I'm sure that most of you know that C does not specify which order operands to operators such as + will be evaluated.
E.g. x = exp1 + exp2 might be evaluated by first evaluating exp1, then exp2, then adding the results. However, it might evaluate exp2 first.
How would I make a C assignment that will assign either 1 or 2 to x depending on whether the left or right operand of + is evaluated first?
The problem with writing such an expression is that you can't write to the same variable twice inside it, or the code will invoke undefined behavior, meaning there will be a bug and anything can happen. If a variable is modified inside an expression, that same variable is not allowed to be accessed again within the same expression, unless accesses are separated by so-called sequence points. (C11 6.5/2) See this for details.
So we can't write code such as this:
// BAD CODE, undefined behavior
_Bool first=false;
x = (first?(first=true,exp1):0) + (first?(first=true,exp2):0);
This code invoked undefined behavior because the access to first between difference places of the expression are unsequenced.

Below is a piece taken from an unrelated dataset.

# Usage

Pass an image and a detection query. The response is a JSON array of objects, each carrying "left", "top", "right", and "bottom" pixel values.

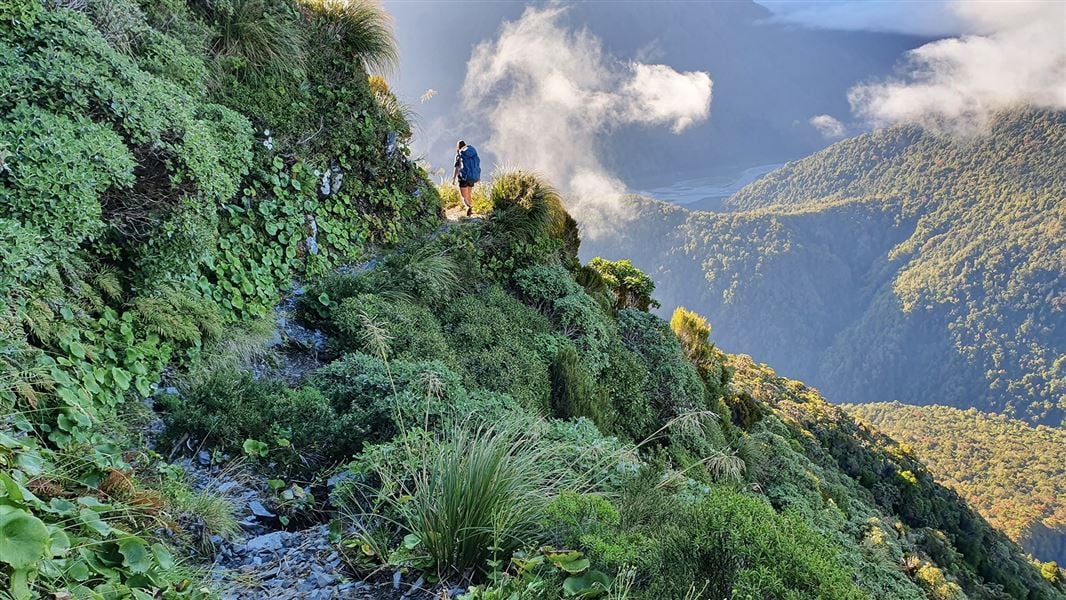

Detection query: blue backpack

However, it is possible to achieve similar code by using functions. Whenever calling a function, there is a sequence point after the evaluation of the arguments, before the function is called. And there is another sequence point before the function returns. So code such as this is possible:
n = expr(1) + expr(2)
This merely has unspecified behavior - since the evaluations of the operands to + is unspecified. But there is no unsequenced access anywhere, meaning the code can't crash etc. We simply can't know or assume what result it will give. Example:
#include <stdio.h>
static int first=0;
int expr (int n)
{
if(first == 0)
{
first = n;
return first;
}
return 0;
}
int main (void)
{
int n;
printf("%d\n", n = expr(1) + expr(2)); // unspecified order of evaluation
first=0;
printf("%d\n", n = expr(1) + expr(2)); // unspecified order of evaluation
return 0;
}
This gave the output 1 1 on my system, but it might as well have given the output 1 2, 2 1 or 2 2. And the next time I execute the program, it may give a different result - we can't assume anything, except that the program will behave deterministically in an undocumented way.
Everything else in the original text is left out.